While grade compression has diluted the meaning of an “A” from “top-notch, outstanding work” to “You didn’t make any significant mistakes”, for short assignments and exercise, I will single out the exceptional work of gifted students, to let them know I am paying attention. I grade most exercises on a four-point scale, and tell students that a 4 counts as an A, but I return their grades on slips of paper that include numbers from zero to five. It is possible to get a grade higher than a 4, but I give out 4.5s and 4s only very rarely. A few students will end up with quiz averages higher than a 4.0, but if they do, they’ve worked for it, and their other work is probably top-notch, too.

In the spring semester I changed the way I enforced late penalties for papers. If a student hands me a completed, properly-formatted and stapled paper at the beginning of the class period, I add a “decorum bonus” of 1/3 of a letter grade. If the paper is crumpled, unstapled, or unpaginated; if the student bursts into class 10 minutes late, with the pages still warm from the printer; if I find the paper slipped under my door a few hours after class, then the student loses the 1/3 decorum bonus.

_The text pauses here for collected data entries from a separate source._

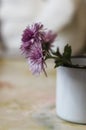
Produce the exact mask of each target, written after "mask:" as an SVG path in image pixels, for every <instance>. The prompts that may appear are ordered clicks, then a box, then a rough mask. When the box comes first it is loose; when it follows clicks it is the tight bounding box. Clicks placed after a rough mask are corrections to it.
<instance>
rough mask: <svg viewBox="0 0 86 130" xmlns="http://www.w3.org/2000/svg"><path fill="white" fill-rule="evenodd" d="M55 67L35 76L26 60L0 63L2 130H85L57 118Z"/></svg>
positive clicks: (9, 60) (0, 94)
mask: <svg viewBox="0 0 86 130" xmlns="http://www.w3.org/2000/svg"><path fill="white" fill-rule="evenodd" d="M53 66H54V65H53V63H51V62H49V63H48V67H47V73H48V77H45V76H44V74H41V75H40V76H33V75H32V74H31V72H30V71H29V69H28V64H27V62H26V61H25V60H18V59H16V60H12V59H7V60H6V59H4V60H0V130H86V125H79V124H73V123H69V122H66V121H63V120H61V119H59V118H58V117H57V116H56V111H55V97H56V91H55V90H56V86H55V84H56V74H55V70H54V69H53Z"/></svg>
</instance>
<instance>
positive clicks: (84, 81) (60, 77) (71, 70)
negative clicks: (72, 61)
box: [56, 58, 86, 124]
mask: <svg viewBox="0 0 86 130" xmlns="http://www.w3.org/2000/svg"><path fill="white" fill-rule="evenodd" d="M72 61H73V62H74V63H78V64H80V65H81V67H78V68H70V67H58V69H57V80H56V81H57V84H56V85H57V89H56V112H57V115H58V116H59V117H60V118H62V119H64V120H66V121H70V122H74V123H81V124H86V68H84V67H82V65H86V58H74V59H73V60H72Z"/></svg>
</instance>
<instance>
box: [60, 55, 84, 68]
mask: <svg viewBox="0 0 86 130" xmlns="http://www.w3.org/2000/svg"><path fill="white" fill-rule="evenodd" d="M71 59H72V60H75V59H77V60H78V59H85V60H86V55H84V56H72V57H71ZM62 67H67V68H74V69H86V64H85V65H84V64H83V65H80V64H79V63H78V64H72V65H71V66H68V65H63V66H62Z"/></svg>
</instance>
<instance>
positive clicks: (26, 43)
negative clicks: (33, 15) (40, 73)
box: [20, 23, 77, 75]
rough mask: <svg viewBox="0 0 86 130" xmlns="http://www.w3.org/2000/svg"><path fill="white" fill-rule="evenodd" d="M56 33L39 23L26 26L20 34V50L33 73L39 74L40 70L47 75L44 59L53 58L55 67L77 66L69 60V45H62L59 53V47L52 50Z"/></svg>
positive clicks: (71, 50) (71, 53) (45, 61)
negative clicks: (20, 33) (53, 43)
mask: <svg viewBox="0 0 86 130" xmlns="http://www.w3.org/2000/svg"><path fill="white" fill-rule="evenodd" d="M56 37H57V34H55V33H53V32H52V31H51V30H47V29H45V28H44V26H43V25H42V24H41V23H35V24H33V25H32V26H28V27H27V28H26V29H25V30H24V32H23V35H22V39H21V41H22V44H21V47H20V49H21V51H22V53H23V54H24V55H25V57H26V58H27V60H28V64H29V67H30V70H31V71H32V73H33V74H40V73H41V72H42V71H43V72H44V73H45V75H47V73H46V71H45V68H46V67H47V64H46V60H48V59H53V60H54V63H55V68H56V67H58V66H70V67H71V66H77V65H73V64H72V62H71V54H72V49H71V46H70V45H68V44H67V45H66V46H65V47H64V52H63V53H62V54H61V53H60V51H59V48H57V50H56V51H55V52H54V51H53V50H52V47H53V42H54V41H55V39H56Z"/></svg>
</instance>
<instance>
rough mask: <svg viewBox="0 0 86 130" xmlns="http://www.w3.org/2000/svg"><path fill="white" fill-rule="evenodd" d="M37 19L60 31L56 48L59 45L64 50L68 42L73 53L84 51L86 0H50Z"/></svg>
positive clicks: (59, 47) (79, 53) (85, 25)
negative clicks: (71, 48)
mask: <svg viewBox="0 0 86 130" xmlns="http://www.w3.org/2000/svg"><path fill="white" fill-rule="evenodd" d="M36 21H41V22H42V23H43V24H44V25H45V26H46V27H47V28H50V29H51V30H53V31H55V32H57V33H58V38H57V40H56V43H55V48H54V49H56V47H57V46H58V47H59V48H60V50H61V52H63V49H64V46H65V45H66V44H67V43H68V44H70V45H71V46H72V54H73V55H75V54H80V53H83V52H84V50H83V49H84V48H85V47H86V0H49V1H48V3H47V4H46V6H45V8H44V10H43V11H42V13H40V16H38V18H37V19H36ZM85 49H86V48H85ZM85 51H86V50H85Z"/></svg>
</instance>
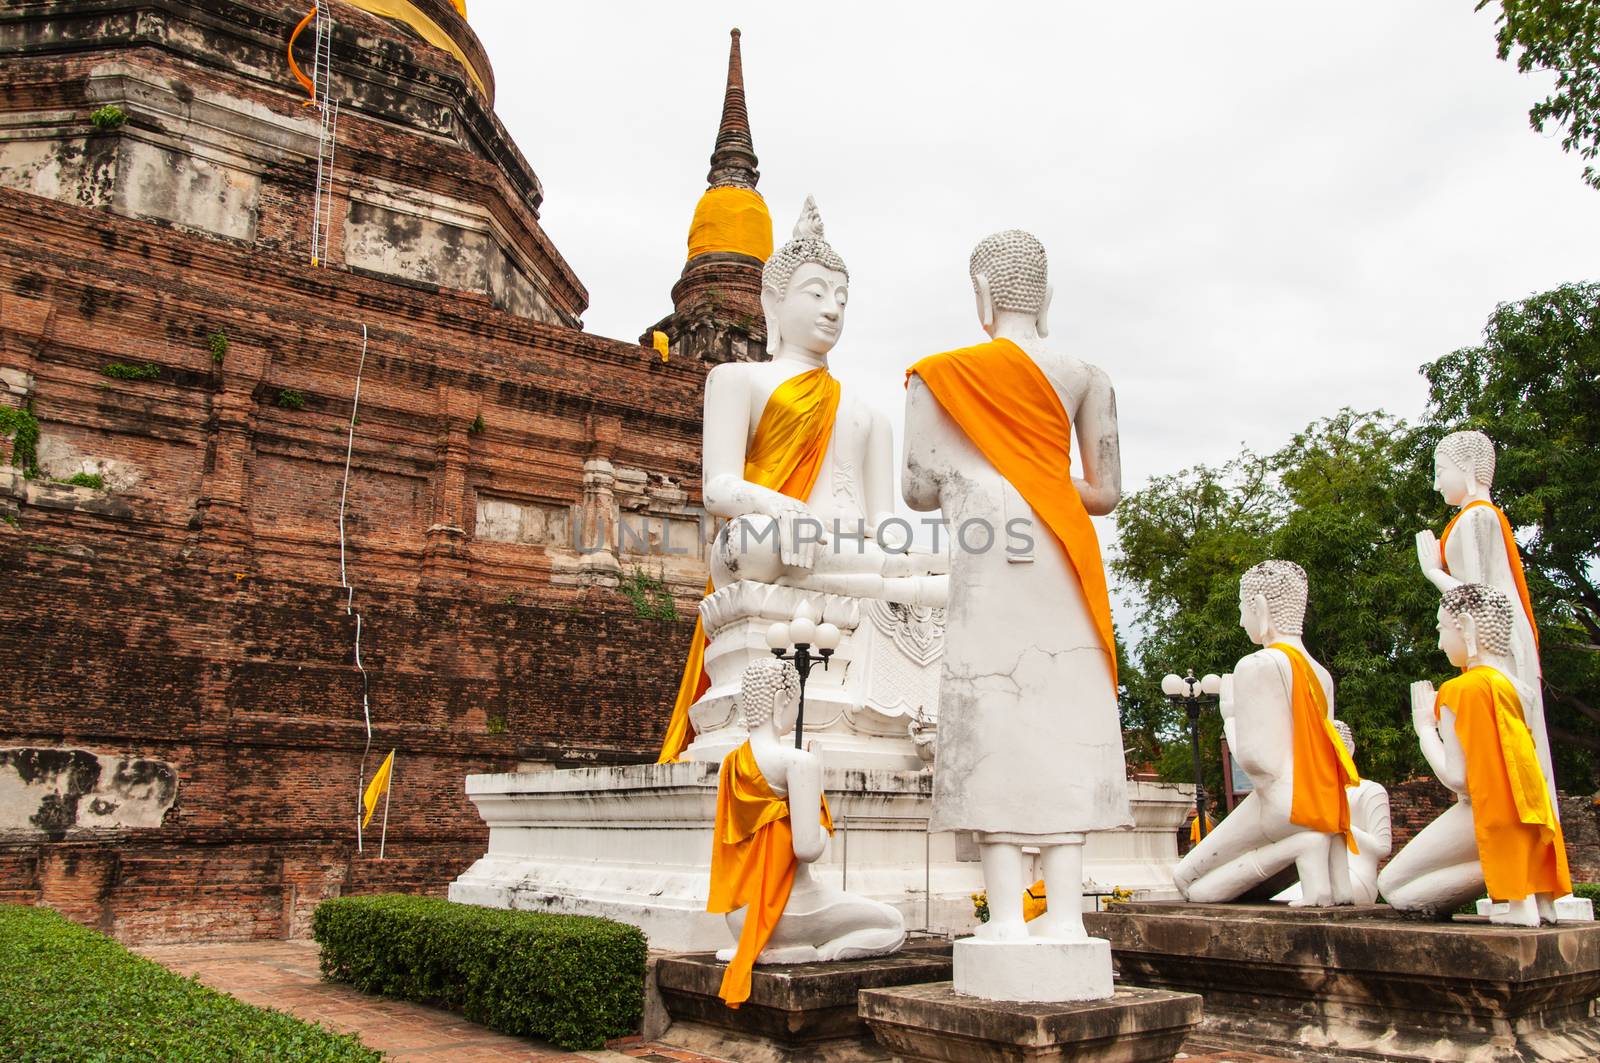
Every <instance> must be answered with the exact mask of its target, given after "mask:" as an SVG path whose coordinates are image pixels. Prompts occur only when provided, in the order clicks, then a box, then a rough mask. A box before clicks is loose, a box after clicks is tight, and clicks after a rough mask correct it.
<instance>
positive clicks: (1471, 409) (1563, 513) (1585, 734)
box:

It’s kind of like doubling the price of your wall-to-wall carpet one week so that you can advertise a 50% price cut the next week, but this method permits me to grade a little more realistically. A student who is used to a 4.0 average might make some mistakes in an otherwise good paper. I can give it an A-, knowing that the true perfectionist will have turned it on time and in the proper format, and thus the grade will be bumped to an A. I don’t appear to be an overly harsh grader, and the student who feels the world owes him or her a 4.0 doesn’t burst into tears, yet the A- reinforces the message that the student could be doing better work.

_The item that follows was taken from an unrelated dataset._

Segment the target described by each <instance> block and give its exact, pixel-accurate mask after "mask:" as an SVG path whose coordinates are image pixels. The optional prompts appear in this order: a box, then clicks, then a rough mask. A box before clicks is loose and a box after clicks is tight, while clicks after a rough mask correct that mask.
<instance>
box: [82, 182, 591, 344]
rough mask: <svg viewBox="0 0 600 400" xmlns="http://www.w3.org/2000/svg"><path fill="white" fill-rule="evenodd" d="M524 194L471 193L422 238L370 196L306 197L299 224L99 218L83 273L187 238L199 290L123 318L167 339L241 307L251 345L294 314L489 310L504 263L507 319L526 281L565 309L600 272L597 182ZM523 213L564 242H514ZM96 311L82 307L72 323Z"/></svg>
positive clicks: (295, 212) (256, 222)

After I’ve marked the first few freshman composition papers, it’s usually pretty clear who the gifted writers are. Last year, when my Seminar in Thinking and Writing class had settled into a pattern that involved the five or six most active students doing all the talking while the rest listened, I told the core group of active participants that they had already distinguished themselves as active students who would probably get great class participation grades, and pointed out that if they keep raising their hands or talking among themselves, the whole class will stagnate.

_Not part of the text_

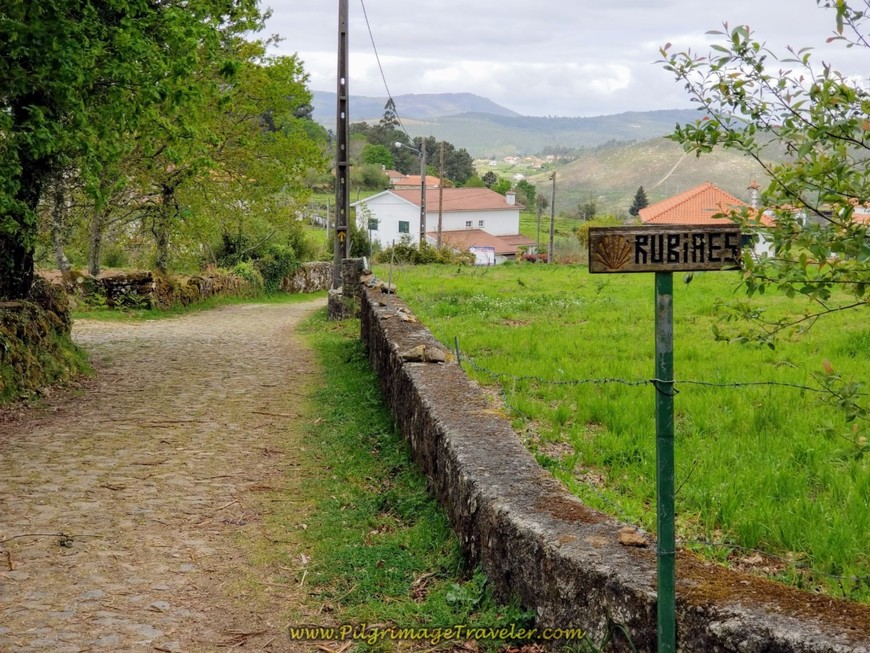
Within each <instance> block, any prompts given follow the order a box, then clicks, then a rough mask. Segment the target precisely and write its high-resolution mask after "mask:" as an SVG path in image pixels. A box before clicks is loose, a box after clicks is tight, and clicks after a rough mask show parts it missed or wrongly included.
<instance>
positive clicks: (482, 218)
mask: <svg viewBox="0 0 870 653" xmlns="http://www.w3.org/2000/svg"><path fill="white" fill-rule="evenodd" d="M354 204H355V205H356V207H357V211H356V217H357V223H358V224H359V225H360V227H361V228H363V229H368V223H367V216H366V212H365V211H364V209H363V208H362V207H363V206H366V207H368V210H369V213H370V217H371V218H374V219H376V220H378V228H377V230H375V231H372V232H371V237H372V240H373V241H377V242H379V243H380V244H381V246H382V247H389V246H390V245H391V244H392V243H393V241H395V242H399V241H401V240H402V237H403V236H410V238H411V242H412V243H416V242H419V240H420V207H419V206H417V205H416V204H413V203H411V202H407V201H405V200H404V199H402V198H401V197H399V196H397V195H393V194H392V193H390V192H384V193H379V194H377V195H372V196H371V197H369V198H367V199H365V200H361V201H359V202H355V203H354ZM469 220H470V221H471V227H467V226H466V222H468V221H469ZM399 221H405V222H408V223H409V224H408V233H407V234H404V233H401V232H400V231H399ZM481 221H483V225H482V226H481V224H480V223H481ZM468 228H470V229H482V230H483V231H485V232H487V233H489V234H492V235H493V236H512V235H515V234H518V233H519V232H520V210H519V208H516V209H507V210H499V211H456V212H449V213H444V214H443V217H442V223H441V230H442V231H462V230H464V229H468ZM437 230H438V211H437V210H436V211H427V212H426V231H437Z"/></svg>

I tell students who have already distinguished themselves as active participants that I will henceforth evaluate them on their ability to get the other students in the class to participate. That strategy has worked to a point, but whenever the gifted student gets excited about something, the old pattern returns. When my dean visited my classroom last term, she approvingly noted the teacher-student dynamic, but indicated that she would like to see more peer-to-peer interaction. My colleague Terry Brino-Dean asks students to fill out a self-assessment form every few weeks, which gets the students to focus on their efforts to foster classroom discussion.

My “Writing for the Internet” course has to accommodate students who are experienced bloggers and HTML authors, as well as students who can barely e-mail. While a student who is experienced with HTML is not necessarily gifted, and while a student who is not comfortable with technology may still be gifted, the diversity of opinion makes me realize I’ll have to add more self-paced modules.

My last batch of student evaluations included complaints from students who thought the course moved too fast, as well as students who thought the course moved too slowly. I’ve asked a student who has already taken the course to serve as a mentor, which should help me give more specialized attention during labs.

In addition, I can ask the students who already know the material to help me teach it to those who don’t. They’ll have to cultivate a significant sense of ownership over the material if they are responsible for their peers’s learning. (Of course, I’ll help the student prepare, and I’ll be ready to step in if the student stumbles.)